Saturday, November 1, 2014

November Comes In Like, Well, November

The first fire in the wood stove at the tirehouse, which I like to wait until November to build, happened one hour early; 11:00pm Halloween night, and it felt good. Today's cloud cover, cold, wild wind and temps in the 40's have me wondering why there isn't one going now.  Clouds and wind may keep the temperature from getting to freezing early tomorrow morning but by Monday morning the clear cold air, not long from its home in the north of Canada, will bring the first frost/freeze to most of Virginia.
Now there is a fire going and by the time I'm done with this blog, the chill should be gone.
Where to start after more than 3 months of no blogging? We've gone from a lovely summer with lots of cool dry days and sufficient rain through a dry spell in September and October back to plenty of rain but no frost. The moon has leveled up with Earth to go through an eclipse cycle; a total lunar and two weeks later a partial solar, neither easily seen here in Va. Mars lingers in the west but low and the other planets are hidden behind the sun from earth view, in the evening, anyway.

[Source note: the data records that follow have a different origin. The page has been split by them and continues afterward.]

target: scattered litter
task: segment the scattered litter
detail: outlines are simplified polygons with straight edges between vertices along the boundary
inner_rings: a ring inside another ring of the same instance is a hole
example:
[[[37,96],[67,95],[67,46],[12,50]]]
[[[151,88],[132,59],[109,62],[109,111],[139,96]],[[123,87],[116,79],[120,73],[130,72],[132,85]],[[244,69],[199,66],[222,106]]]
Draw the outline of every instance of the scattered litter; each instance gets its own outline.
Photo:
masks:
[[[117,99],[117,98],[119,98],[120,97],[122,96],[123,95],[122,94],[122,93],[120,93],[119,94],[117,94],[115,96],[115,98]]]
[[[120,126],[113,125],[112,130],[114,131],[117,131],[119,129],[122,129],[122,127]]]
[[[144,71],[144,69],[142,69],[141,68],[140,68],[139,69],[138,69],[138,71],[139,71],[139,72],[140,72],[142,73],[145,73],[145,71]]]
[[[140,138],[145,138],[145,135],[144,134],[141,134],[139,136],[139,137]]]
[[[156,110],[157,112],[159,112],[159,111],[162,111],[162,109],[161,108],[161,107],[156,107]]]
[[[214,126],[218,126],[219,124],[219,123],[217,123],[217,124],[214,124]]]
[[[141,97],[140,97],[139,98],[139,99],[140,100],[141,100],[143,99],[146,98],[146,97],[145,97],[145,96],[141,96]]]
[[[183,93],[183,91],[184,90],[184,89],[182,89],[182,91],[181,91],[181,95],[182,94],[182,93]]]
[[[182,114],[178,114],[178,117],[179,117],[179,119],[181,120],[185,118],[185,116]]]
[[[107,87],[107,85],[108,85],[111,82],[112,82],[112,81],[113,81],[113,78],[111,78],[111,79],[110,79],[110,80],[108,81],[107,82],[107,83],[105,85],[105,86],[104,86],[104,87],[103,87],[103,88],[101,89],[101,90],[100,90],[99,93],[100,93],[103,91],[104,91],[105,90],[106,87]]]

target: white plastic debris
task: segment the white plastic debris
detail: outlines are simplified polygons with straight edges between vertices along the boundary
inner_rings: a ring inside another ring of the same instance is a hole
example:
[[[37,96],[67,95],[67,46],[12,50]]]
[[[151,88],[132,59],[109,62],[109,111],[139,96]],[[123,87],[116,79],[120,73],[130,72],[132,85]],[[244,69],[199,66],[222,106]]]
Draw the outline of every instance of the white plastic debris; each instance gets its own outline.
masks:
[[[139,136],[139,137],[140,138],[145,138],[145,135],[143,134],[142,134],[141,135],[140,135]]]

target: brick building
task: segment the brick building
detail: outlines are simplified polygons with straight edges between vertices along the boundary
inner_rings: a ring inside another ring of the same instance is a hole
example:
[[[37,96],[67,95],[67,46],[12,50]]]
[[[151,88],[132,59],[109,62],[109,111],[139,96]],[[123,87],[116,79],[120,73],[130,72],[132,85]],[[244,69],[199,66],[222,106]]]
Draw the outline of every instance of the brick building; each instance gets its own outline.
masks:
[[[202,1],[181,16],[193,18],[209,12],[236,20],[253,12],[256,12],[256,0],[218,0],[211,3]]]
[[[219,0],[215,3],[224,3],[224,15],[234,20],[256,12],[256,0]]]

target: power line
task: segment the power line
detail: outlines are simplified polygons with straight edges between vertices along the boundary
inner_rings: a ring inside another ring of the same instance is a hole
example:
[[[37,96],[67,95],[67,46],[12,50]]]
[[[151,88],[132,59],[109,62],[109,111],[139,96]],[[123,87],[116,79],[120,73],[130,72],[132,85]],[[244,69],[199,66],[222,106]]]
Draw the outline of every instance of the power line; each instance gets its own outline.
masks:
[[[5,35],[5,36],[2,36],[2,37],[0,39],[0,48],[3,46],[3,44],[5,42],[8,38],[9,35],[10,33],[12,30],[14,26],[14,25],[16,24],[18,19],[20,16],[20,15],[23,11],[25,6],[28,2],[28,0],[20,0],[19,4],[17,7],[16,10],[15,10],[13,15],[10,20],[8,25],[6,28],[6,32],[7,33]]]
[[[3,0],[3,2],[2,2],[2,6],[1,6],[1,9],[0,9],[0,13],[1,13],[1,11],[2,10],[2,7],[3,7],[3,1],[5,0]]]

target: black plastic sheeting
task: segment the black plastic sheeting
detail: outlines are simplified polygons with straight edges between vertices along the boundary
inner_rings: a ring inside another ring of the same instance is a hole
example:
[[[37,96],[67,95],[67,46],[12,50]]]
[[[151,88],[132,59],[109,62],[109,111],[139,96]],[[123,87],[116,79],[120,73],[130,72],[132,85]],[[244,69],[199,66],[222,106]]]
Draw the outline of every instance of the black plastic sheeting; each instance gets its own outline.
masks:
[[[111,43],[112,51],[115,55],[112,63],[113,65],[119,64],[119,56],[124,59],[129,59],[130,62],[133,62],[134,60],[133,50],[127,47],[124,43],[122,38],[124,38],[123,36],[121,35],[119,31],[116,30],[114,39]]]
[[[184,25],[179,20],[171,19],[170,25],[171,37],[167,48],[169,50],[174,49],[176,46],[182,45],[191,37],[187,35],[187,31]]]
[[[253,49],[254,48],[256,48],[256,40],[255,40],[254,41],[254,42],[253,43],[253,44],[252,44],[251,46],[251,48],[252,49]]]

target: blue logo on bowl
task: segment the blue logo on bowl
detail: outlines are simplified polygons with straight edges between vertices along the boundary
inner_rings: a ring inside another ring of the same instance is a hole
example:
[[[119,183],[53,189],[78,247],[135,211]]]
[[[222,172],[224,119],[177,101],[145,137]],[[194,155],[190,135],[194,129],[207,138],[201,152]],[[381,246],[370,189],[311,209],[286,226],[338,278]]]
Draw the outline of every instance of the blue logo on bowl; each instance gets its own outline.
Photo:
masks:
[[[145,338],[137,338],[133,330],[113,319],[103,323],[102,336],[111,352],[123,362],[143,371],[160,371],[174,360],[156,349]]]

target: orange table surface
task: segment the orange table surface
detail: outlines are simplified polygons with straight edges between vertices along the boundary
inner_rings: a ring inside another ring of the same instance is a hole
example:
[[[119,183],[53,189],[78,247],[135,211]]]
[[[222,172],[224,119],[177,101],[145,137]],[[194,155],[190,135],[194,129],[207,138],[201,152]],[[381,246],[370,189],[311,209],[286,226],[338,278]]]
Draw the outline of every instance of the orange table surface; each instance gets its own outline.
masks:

The Atlantic hurricane season, while technically lasting another month, has been very quiet while the Pacific, that so poorly named ocean, has been anything but passive. 18 named storms at last count and several have pounded Baja California and drifted north to bring flooding rains to the desert southwest. The moisture from one actually made it all the way across the country to the east coast. Southeast Asia has been nailed several times with storms and Hawaii has had near misses.
Hawaiian volcanoes have stirred up of late, rolling lava into settled areas creating havoc for residents. Bardarbunga in Iceland has that island nation watching carefully, Popo outside Mexico City has also not taken much of a break for much of the late summer or fall. No big earthquakes of late, unless you live in Oklahoma, and they aren't big just ongoing, daily with likely daily denial from the oil (what's wrong with blowing up the earth for hydrocarbons) industry. When there are more earthquakes daily in Oklahoma than California, there is a problem and it's not the planet suddenly firing up a billion year old fault zone under the plains. It's all of us and our daily need, craving, refusal to change and greed for oil...and shopping.
And, with that, my oil tirade and look at the planet from a November view will wind down. The semester is in the home stretch, the fall party season here at the tirehouse is done and I face a big chronology check in 17 days. But, the planet spins on, not worried about us just doing that "big rock flying through space" thing that it has been doing for 4 1/2 billion years and will continue for likely several billion more. We'll see if our spawn are around to see what the future does indeed bring. For the moment, and that's really all we can deal with, I'm going to bundle up and go for a wander on this lovely little planet, hope you get out, too, today on Earth.